Saturday, July 12, 2008

Muscae Volitantes

I finally found a description of what I occasionally get to see since my childhood. One less medical mystery to worry about.

Friday, July 11, 2008

I love mailing lists

I just landed in SFO today when my co-worker on his iPhone said something interesting was happening in the tech world that I have missed catching upon in the last one week I was away from home. It was this announcement from an a-list blogger. I am totally supportive of what this guy is doing. My personal best wishes on his next chapter of life.

I think "mailing lists" as my favorite many-to-many communication mode and personal email for one-to-one communication. Period. End of Story. You can add as many icings on this cake as you choose but if you are a meat-and-potatoes person, you would more or less come to the same conclusion.

Sunday, July 06, 2008

Some Prophetic Insight

I am a sucker for going through some past articles whereupon the author/experts are asked to give their views about the future and then we can go back to verify what happened to see how things played out.
One such really nice article is this one by Krugman which was written in 1996 . Tht article seems to be on the dot about the soaring gas prices of today, carbon credit as a mechanism to regulate emissions, the rise of mega-regions, the dilution of academic credentials and the rise of celebrity culture.

Saturday, July 05, 2008

July 4 Required Reading

I just finished reading The Politically Correct Guide to American History which is a satirical look at the modern day non-offending, all inclusive, relativist society that we live in. Here's the revisionist text of the declaration as viewed through such a lens :)
We hold these truths - relatively speaking, and recognizing that the truth is always somewhere in the middle - to be self-evident: That all members of all species are created equal, from spotted owls to boa constrictors; that they are endowed by creation with certain lefts that should never be denied nannies and other undocumented workers; that among these are life, security, absence of risk, equality of results, and the pursuit of self-actualization and peak experiences.
So, grill your burgers and hot dogs while consuming lots of beer and celebrate the fireworks alongside your neighbors' kids. That's freedom and the pursuit of happiness as we know on July 4.

Wednesday, July 02, 2008

Is this really true?

If the proof laid out in this paper is true, then it is a true intellectual milestone in our history.
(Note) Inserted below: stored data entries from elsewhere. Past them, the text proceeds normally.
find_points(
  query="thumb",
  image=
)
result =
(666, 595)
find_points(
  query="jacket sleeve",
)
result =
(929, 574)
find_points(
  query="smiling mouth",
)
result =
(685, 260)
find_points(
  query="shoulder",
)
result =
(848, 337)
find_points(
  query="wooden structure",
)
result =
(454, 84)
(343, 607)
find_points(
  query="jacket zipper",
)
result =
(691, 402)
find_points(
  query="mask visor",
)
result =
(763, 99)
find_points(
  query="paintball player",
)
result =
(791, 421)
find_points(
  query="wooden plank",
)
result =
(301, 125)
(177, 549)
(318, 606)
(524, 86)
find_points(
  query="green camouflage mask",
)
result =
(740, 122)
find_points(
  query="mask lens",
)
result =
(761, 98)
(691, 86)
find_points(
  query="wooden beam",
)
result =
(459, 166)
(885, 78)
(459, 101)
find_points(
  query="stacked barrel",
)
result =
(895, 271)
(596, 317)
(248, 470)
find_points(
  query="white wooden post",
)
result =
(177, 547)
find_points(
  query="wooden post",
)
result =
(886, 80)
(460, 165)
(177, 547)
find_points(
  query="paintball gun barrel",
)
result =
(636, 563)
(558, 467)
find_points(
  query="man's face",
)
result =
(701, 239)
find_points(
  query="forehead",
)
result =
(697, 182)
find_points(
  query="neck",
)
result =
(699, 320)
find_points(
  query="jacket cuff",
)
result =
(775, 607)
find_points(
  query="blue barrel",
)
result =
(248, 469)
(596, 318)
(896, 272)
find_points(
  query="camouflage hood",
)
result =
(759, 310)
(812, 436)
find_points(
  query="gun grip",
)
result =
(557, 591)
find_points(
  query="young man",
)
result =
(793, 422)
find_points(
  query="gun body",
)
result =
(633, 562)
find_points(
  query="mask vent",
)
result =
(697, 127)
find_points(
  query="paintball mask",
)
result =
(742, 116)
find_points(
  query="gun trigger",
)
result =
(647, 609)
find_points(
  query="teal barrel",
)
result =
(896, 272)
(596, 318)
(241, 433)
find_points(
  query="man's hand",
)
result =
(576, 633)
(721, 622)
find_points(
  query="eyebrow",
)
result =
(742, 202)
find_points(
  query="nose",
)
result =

This is a hard problem that had eluded the best of the minds in the field for more than a century and it would be really nice to see that veil lifted after so long. Personally, I cheer for the author as I was expecting this would be proven during my lifetime. Interestingly the work builds upon an earlier genius I have always admired, that of Andre Weil.

Tuesday, July 01, 2008

Doubtsourcing


The above is from this site which I found to to be extremely engaging for multiple reasons
  • Ground level reality nicely crystallised into insight a la Dilbert
  • High Quality Graphics and Neat Typography
  • Excellent Web Design

Its added to my daily list of reading.